Penghargaan ini diumumkan pada malam penganugerahan yang berlangsung Jumat, 28 November 2025, di Hotel DoubleTree Hilton Kemayoran, Jakarta, yang dihadiri oleh Menteri Agama, Wakil Menteri Dalam Negeri, pemerintah daerah, dan FKUB yang menerima harmony award tahun 2025.
Dalam kesempatan tersebut, H. Ali Yafid menyampaikan rasa syukur dan bangga atas prestasi Sulawesi Selatan yang berhasil meraih tiga penghargaan pada gelaran tahun ini, masing-masing dua untuk FKUB Sulsel dan satu untuk FKUB Kota Makassar.
“Alhamdulillah, Sulawesi Selatan membuktikan diri dengan capaian membanggakan. Ini adalah hasil kerja keras, kerja cerdas, dan kerja kolaboratif antara FKUB, Kanwil Kemenag, Pemerintah Daerah, serta seluruh aktor penggerak kerukunan,” ujarnya.

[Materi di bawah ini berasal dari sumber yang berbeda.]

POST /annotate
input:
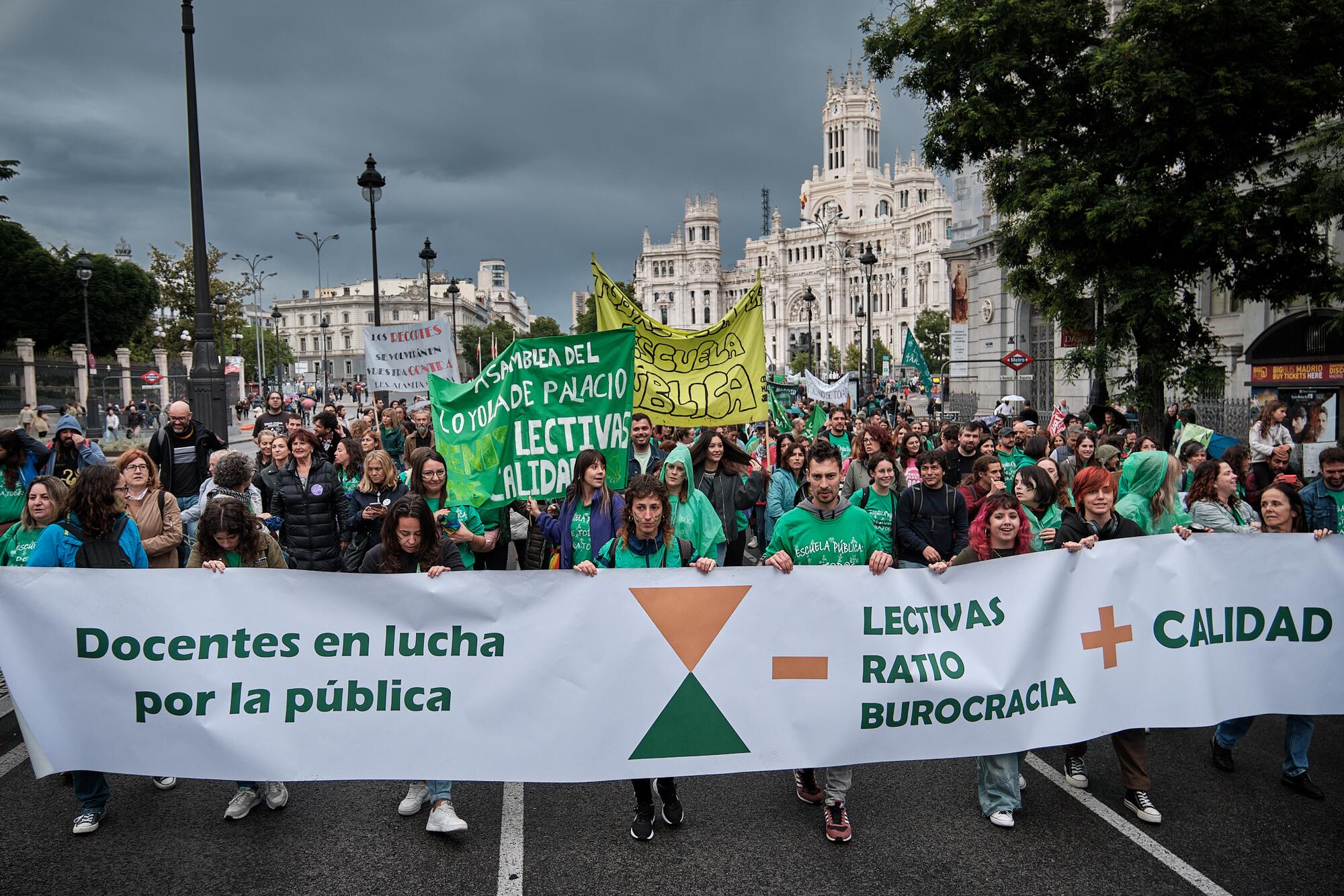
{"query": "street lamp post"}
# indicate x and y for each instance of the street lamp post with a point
(276, 316)
(454, 292)
(318, 245)
(372, 189)
(808, 300)
(428, 257)
(869, 260)
(208, 377)
(827, 218)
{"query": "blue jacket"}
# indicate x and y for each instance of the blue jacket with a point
(89, 453)
(57, 549)
(632, 467)
(601, 527)
(1322, 511)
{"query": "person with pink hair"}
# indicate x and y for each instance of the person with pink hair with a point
(1001, 530)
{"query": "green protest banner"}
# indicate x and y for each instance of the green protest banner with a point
(515, 431)
(915, 358)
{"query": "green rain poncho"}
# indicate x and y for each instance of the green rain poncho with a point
(1140, 479)
(696, 518)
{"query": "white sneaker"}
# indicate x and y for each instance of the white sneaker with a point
(278, 795)
(416, 797)
(443, 820)
(241, 804)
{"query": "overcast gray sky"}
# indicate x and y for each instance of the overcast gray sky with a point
(537, 132)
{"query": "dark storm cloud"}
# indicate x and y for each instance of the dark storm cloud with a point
(537, 132)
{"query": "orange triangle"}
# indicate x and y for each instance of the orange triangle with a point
(691, 619)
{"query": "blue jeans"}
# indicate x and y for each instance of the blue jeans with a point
(1298, 740)
(91, 789)
(998, 782)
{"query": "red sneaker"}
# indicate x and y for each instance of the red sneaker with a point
(806, 785)
(838, 824)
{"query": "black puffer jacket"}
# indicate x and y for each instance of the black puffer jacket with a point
(317, 517)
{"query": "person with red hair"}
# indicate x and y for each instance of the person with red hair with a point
(1096, 521)
(1001, 530)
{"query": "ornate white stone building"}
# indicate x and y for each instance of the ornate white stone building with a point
(851, 199)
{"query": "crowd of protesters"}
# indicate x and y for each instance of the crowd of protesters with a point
(877, 487)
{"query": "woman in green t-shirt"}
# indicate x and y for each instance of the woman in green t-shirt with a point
(647, 541)
(45, 502)
(428, 476)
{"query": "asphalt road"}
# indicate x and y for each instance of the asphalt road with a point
(917, 830)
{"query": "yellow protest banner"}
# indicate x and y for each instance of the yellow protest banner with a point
(691, 378)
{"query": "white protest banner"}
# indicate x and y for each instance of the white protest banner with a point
(528, 676)
(835, 393)
(400, 358)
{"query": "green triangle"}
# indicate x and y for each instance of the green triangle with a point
(690, 726)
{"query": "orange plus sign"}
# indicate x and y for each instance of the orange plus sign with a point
(1108, 636)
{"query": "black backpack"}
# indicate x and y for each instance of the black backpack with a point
(100, 554)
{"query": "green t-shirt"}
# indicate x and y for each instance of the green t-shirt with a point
(1339, 508)
(614, 557)
(17, 546)
(11, 500)
(847, 541)
(884, 511)
(463, 515)
(581, 534)
(839, 441)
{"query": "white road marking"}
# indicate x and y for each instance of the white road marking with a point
(13, 760)
(1114, 819)
(511, 842)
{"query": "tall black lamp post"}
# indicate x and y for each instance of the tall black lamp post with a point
(276, 316)
(372, 187)
(208, 375)
(869, 260)
(428, 257)
(810, 299)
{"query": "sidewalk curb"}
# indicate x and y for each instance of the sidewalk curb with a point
(9, 719)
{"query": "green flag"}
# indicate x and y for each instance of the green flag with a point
(515, 431)
(816, 421)
(915, 358)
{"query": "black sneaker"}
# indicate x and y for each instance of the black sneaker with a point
(643, 825)
(673, 812)
(1304, 785)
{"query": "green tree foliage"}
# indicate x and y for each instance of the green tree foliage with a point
(545, 327)
(1128, 162)
(9, 169)
(44, 299)
(931, 331)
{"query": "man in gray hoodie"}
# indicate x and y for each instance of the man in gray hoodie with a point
(72, 452)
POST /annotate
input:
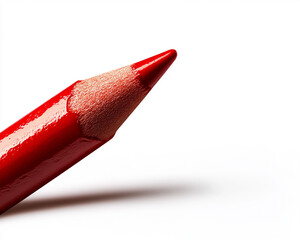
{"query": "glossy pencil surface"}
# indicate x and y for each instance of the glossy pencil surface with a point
(56, 135)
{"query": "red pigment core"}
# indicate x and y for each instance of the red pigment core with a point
(152, 69)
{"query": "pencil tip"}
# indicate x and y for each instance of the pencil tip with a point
(152, 69)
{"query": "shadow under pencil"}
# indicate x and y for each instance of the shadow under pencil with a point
(97, 197)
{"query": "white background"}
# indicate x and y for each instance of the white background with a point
(213, 152)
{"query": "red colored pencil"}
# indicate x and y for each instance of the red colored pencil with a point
(71, 125)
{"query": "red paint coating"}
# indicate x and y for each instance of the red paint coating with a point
(152, 69)
(38, 148)
(48, 141)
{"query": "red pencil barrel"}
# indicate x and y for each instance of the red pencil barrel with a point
(38, 148)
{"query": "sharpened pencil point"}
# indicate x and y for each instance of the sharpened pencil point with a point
(152, 69)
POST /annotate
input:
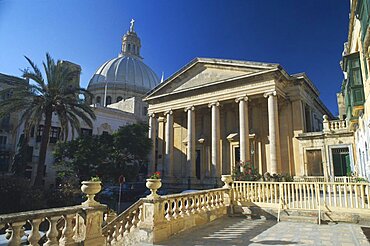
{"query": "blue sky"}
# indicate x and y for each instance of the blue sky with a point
(302, 36)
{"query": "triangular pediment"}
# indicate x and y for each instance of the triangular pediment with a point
(204, 72)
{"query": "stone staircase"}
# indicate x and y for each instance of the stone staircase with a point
(255, 212)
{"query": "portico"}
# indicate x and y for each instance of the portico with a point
(211, 107)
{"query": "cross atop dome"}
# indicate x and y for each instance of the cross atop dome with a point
(132, 22)
(131, 42)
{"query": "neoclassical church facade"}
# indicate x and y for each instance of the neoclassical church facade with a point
(213, 113)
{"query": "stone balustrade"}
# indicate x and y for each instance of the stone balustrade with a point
(60, 226)
(156, 218)
(304, 195)
(121, 226)
(340, 179)
(181, 205)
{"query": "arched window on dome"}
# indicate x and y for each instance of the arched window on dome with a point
(109, 100)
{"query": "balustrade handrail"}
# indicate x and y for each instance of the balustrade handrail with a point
(36, 214)
(303, 182)
(193, 193)
(305, 195)
(123, 215)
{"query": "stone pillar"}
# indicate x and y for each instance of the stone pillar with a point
(243, 130)
(169, 145)
(273, 128)
(190, 157)
(160, 161)
(93, 217)
(153, 137)
(215, 142)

H. Ali Yafid menegaskan bahwa Kanwil Kemenag Sulsel akan terus memperkuat strategi kerukunan berbasis Asta Cita, Asta Protas, dan Asta Aksi, sesuai arah kebijakan Kementerian Agama RI.
“Kerukunan adalah aset nonfisik yang sangat berharga dan harus dijaga bersama. Kami akan mengintensifkan program yang berdampak langsung bagi masyarakat, sehingga suasana damai, tenteram, dan harmonis di Sulsel semakin terpelihara,” tambahnya.
Capaian tahun ini menjadi sejarah baru, karena untuk pertama kalinya FKUB Sulawesi Selatan meraih dua penghargaan nasional dalam satu ajang.
Ketua FKUB Sulsel, Prof. Dr. H. Muammar Bakry, menyampaikan bahwa penghargaan tersebut merupakan hasil kerja kolektif seluruh unsur kerukunan di Sulawesi Selatan.
“Penghargaan ini bukti nyata kerja kolaboratif dalam menjaga harmoni. Program FKUB Sulsel akan terus ditingkatkan agar semakin memberi manfaat bagi masyarakat,” ujarnya.
Menteri Agama RI, Nasaruddin Umar, menegaskan bahwa Harmony Award bukan sekadar bentuk apresiasi, melainkan amanah besar untuk menjaga iklim kerukunan di Indonesia.
“Kerukunan tak mungkin terwujud tanpa harmoni, dan harmoni tidak hadir tanpa kesediaan menerima perbedaan,” tegasnya.
Sementara itu, Sekjen Kemenag RI, Kamaruddin Amin, menyebut Harmony Award sebagai instrumen kebijakan untuk memperkuat budaya toleransi yang berkelanjutan.
Tahun 2025 mencatat partisipasi besar, di antaranya 31 dari 38 Pemprov, 328 dari 514 Pemda Kabupaten/Kota, serta 35 dari 38 FKUB Provinsi.
Dengan dua penghargaan yang diraih, Sulawesi Selatan semakin mengukuhkan diri sebagai salah satu provinsi dengan praktik kerukunan paling progresif di Indonesia. Prestasi ini menjadi momentum untuk memperluas program toleransi, edukasi kebangsaan, dan memperkuat sinergi lintas agama sebagai fondasi pembangunan daerah.